From the search results and overview page, identify and fetch pages covering these categories:
- Core infrastructure: skills, hooks, rules, CLAUDE.md
- Agent capabilities: subagents/Agent tool, agent teams
- Plugin system: commands, output styles, MCP servers, plugin architecture
- Memory & context: auto memory, context management
- Configuration: settings, permissions, tool gating
- Workflow: worktrees, session management
For each fetched page, extract:
- Current best practices and recommended patterns
- New features not in ${CLAUDE_SKILL_DIR}/references/platform-capabilities.md
- Deprecated patterns Elle might still use
- Capabilities Elle doesn't leverage yet

1C. Skill-Creator Best Practices

Find and read the installed skill-creator:

Glob: ~/.claude/plugins/cache/*/skill-creator/*/skills/skill-creator/SKILL.md

Extract:

Current skill writing patterns
Progressive disclosure guidelines (line limits, reference files)
Description optimization guidance (triggering, "pushy" descriptions)
Testing and evaluation patterns

1D. Superpowers & Platform Patterns

Check official plugins for patterns worth adopting:

Glob: ~/.claude/plugins/cache/*/superpowers/*/skills/*/SKILL.md

Note structural patterns, frontmatter conventions, or composition techniques.

1E. Plugin Architecture

Understand the full plugin specification and what Elle could be using:

Read the marketplace conventions (source mode only):
```
Read: <cwd>/CONVENTIONS.md
```
Examine other installed plugins for structural patterns:
```
Glob: ~/.claude/plugins/cache/*/*/skills/*/SKILL.md
Bash: ls ~/.claude/plugins/cache/*/*/ | head -50
```
Focus on: plugin.json fields, agents/ directories, MCP server integration, output style patterns.
Compare Elle's plugin structure against the full spec:
- What directories does Elle have vs. what's available?
- What plugin.json fields exist vs. what Elle uses?
- Are other plugins using agents/ or MCP servers effectively?

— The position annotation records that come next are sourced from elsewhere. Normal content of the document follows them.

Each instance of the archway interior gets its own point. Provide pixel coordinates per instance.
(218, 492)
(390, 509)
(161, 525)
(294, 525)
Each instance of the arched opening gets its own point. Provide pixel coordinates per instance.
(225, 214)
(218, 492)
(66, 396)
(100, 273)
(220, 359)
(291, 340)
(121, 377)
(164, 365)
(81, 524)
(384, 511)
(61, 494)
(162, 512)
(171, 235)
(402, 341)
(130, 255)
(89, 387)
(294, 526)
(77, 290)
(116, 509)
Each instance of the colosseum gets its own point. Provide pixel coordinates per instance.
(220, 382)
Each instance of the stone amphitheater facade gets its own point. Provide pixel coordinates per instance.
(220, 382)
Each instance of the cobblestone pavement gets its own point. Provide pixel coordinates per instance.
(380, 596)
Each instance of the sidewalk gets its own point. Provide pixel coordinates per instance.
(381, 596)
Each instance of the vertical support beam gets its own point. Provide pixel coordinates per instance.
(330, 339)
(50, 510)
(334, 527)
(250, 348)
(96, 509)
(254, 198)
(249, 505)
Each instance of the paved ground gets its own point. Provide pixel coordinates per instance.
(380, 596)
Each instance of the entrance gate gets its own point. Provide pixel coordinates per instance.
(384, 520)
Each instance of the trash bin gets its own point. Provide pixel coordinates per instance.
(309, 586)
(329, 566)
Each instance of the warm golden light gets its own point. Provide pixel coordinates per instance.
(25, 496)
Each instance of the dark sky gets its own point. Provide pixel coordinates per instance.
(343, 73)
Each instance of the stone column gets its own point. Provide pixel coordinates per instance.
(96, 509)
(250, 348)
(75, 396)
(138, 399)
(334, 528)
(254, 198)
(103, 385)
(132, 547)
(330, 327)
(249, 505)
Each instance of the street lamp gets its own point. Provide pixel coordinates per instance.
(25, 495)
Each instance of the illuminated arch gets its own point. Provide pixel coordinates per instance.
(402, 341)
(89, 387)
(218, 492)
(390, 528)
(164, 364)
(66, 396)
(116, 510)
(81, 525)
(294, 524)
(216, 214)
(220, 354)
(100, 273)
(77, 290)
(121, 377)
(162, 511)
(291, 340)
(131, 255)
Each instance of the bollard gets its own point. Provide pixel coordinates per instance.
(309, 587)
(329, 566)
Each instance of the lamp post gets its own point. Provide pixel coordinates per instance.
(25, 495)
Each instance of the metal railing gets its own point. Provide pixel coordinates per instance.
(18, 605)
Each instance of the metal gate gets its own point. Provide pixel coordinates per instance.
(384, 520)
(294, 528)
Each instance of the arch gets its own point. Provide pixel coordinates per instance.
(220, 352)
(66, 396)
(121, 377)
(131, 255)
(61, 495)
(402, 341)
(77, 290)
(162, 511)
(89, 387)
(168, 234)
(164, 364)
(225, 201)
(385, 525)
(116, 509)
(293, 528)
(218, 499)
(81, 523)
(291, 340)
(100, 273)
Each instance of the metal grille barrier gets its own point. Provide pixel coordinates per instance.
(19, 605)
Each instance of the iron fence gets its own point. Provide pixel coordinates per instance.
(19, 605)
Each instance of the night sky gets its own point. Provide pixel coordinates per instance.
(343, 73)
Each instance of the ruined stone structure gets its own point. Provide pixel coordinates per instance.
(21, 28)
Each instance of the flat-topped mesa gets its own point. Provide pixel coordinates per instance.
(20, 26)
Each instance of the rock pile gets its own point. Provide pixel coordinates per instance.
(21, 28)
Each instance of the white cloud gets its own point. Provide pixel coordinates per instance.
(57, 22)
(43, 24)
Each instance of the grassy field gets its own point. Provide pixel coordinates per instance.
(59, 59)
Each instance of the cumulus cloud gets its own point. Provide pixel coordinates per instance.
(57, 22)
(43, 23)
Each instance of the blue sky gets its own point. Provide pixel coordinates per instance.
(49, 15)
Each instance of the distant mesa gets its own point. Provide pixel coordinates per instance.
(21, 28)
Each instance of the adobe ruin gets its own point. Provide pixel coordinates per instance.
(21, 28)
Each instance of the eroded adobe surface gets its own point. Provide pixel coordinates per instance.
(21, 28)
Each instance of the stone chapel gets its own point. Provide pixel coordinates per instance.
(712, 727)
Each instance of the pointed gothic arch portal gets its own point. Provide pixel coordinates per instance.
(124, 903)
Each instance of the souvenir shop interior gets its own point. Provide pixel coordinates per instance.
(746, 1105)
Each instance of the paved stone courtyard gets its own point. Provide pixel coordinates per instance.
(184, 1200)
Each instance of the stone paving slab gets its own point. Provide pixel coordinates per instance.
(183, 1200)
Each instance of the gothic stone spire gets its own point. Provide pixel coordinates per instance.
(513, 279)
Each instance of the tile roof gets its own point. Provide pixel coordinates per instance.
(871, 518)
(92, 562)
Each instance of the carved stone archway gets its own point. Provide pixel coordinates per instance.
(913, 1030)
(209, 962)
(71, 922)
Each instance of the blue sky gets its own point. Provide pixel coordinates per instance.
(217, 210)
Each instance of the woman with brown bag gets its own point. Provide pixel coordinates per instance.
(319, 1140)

1F. Model Capability Assessment

Check for model-level improvements that may supersede Elle's skills:

Search for recent Anthropic model releases:

WebSearch: "Anthropic Claude" model release OR capability update site:anthropic.com
WebSearch: "Claude" new capabilities 2026

Fetch the models overview page:

WebFetch: https://docs.anthropic.com/en/docs/about-claude/models

Extract capabilities relevant to skill obsolescence:
- Built-in tool use improvements (web search, code execution)
- Reasoning and planning improvements
- Multi-step task handling
- Areas where dedicated prompting/orchestration adds less value
Compare against Elle's skill inventory:
- For each skill, ask: "Does the model now do this well enough without specialized prompting?"
- Flag skills where the answer is "yes" or "probably"
Cross-reference against ${CLAUDE_SKILL_DIR}/references/platform-capabilities.md Model Capabilities table to detect changes since last run.

Research Output

After all research completes, compile a Research Summary with sections:

New Claude Code Features (from changelog + docs)
Updated Skill Best Practices (from skill-creator)
Platform Patterns (from superpowers and other plugins)
Plugin Architecture Gaps (capabilities Elle doesn't use yet)
Deprecations & Breaking Changes
Model Capability Overlap (skills potentially superseded by model improvements)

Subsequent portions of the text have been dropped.